Вековой дуб со стволом в три обхвата находился уже слева. Ведун рванул левый повод со всех сил, и гнедая просто чудом вписалась в поворот, не врезавшись в густые камыши, что росли у противоположного берега.

– Давай, давай, родная, – прошептал, наклонившись к самым ее ушам, Середин. – Выноси, милая… Хлебом одним неделю кормить стану, только вынеси!

Скорость тем не менее пришлось сбросить. Речушка петляла среди ивовых и березовых зарослей, как подползающая к мышонку гадюка, и всадникам приходилось постоянно направлять лошадей то вправо, то влево, и только шипастые зимние подковы, выбивающие из толстого зеленоватого льда крупные осколки, позволяли скакунам удержаться на ногах. Когти ящеров скользили, продирая во льду длинные царапины, а потому каждый поворот давал людям еще метров пять выигрыша.

«Хорошо, снега нет, – мысленно отметил Олег. – Сдуло, наверное. Значит, впереди уж точно заносы…»

Словно откликнувшись на его размышления, за очередной излучиной обнаружилась стена снега высотой метра в полтора, тянущаяся с крутого берега вниз, к камышам на узком мысе.

– Ква, – только и успел сказать Середин, для которого все предыдущие прыжки заканчивались неизбежным падением.

Гнедая все сделала сама – поймала момент, взметнулась в воздух. Олег отпустил поводья, наклонился вперед, вцепившись обеими руками в луку седла. Гладкая кожа чиркнула по ногам, ушла вниз. Между ног пробежал невнятный холодок – то ли ветер поддул, то ли страх отметился… И тут же в задницу со всей силы ударило седло – удержался! Олег ухватил поводья и легонько тряхнул ими, намекая лошади, что не мешало бы и прибавить ходу.

По берегам теперь возвышались тронутые инеем сосны, под которыми изредка виднелись кусты шиповника с ярко-красными, чуть сморщенными ягодами.

«В чай их полезно класть. Аскорбинки много», – не к месту вспомнилось Олегу.

Порой старые стволы кренились низко к протоке, и ведун не без страха думал о том, что, упади такое деревце поперек дороги – они не меньше получаса потеряют, пока переберутся Но пока великий Сварог, прародитель всех славян, да Метелица-Зима и многочисленные лесные духи благоволили путникам.
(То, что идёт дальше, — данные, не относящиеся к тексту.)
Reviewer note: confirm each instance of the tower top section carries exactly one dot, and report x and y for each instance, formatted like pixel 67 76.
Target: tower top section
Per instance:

Новый занос – гнедая рванула вверх, пошла вниз… и Оле! вдруг понял, что после прыжка лошадь опускается значительно быстрее, нежели он.

– Электрическая сила! – безнадежно выругался он, отпуская бесполезные поводья. – Ну, почему так всегда?

Задняя лука седла предательски пихнула в бедро. Он кувыркнулся на бок, пытаясь сгруппироваться, и в такой позе ухнулся о твердый, как танковая броня, лед, чуть подлетел, ударился снова и, промчавшись по глянцевой поверхности метров двадцать, лихо врезался в прибрежный сугроб, зарывшись в него с головой. Противная холодная масса мгновенно наполнила уши, валенки, набилась за ворот и даже попала под джинсы – и тут же принялась таять.

– Тридцать ква в одном флаконе! – ругаясь и отплевываясь, Олег выбрался на лед, услышал насмешливое ржание гнедой и погрозил ей кулаком.

– Ты цел, ведун? – озабоченно поинтересовался Сварослав, придерживая коней.

– Все в порядке, волхв, – кивнул Олег, горстями выгребая снег из-за шиворота – Это я специально…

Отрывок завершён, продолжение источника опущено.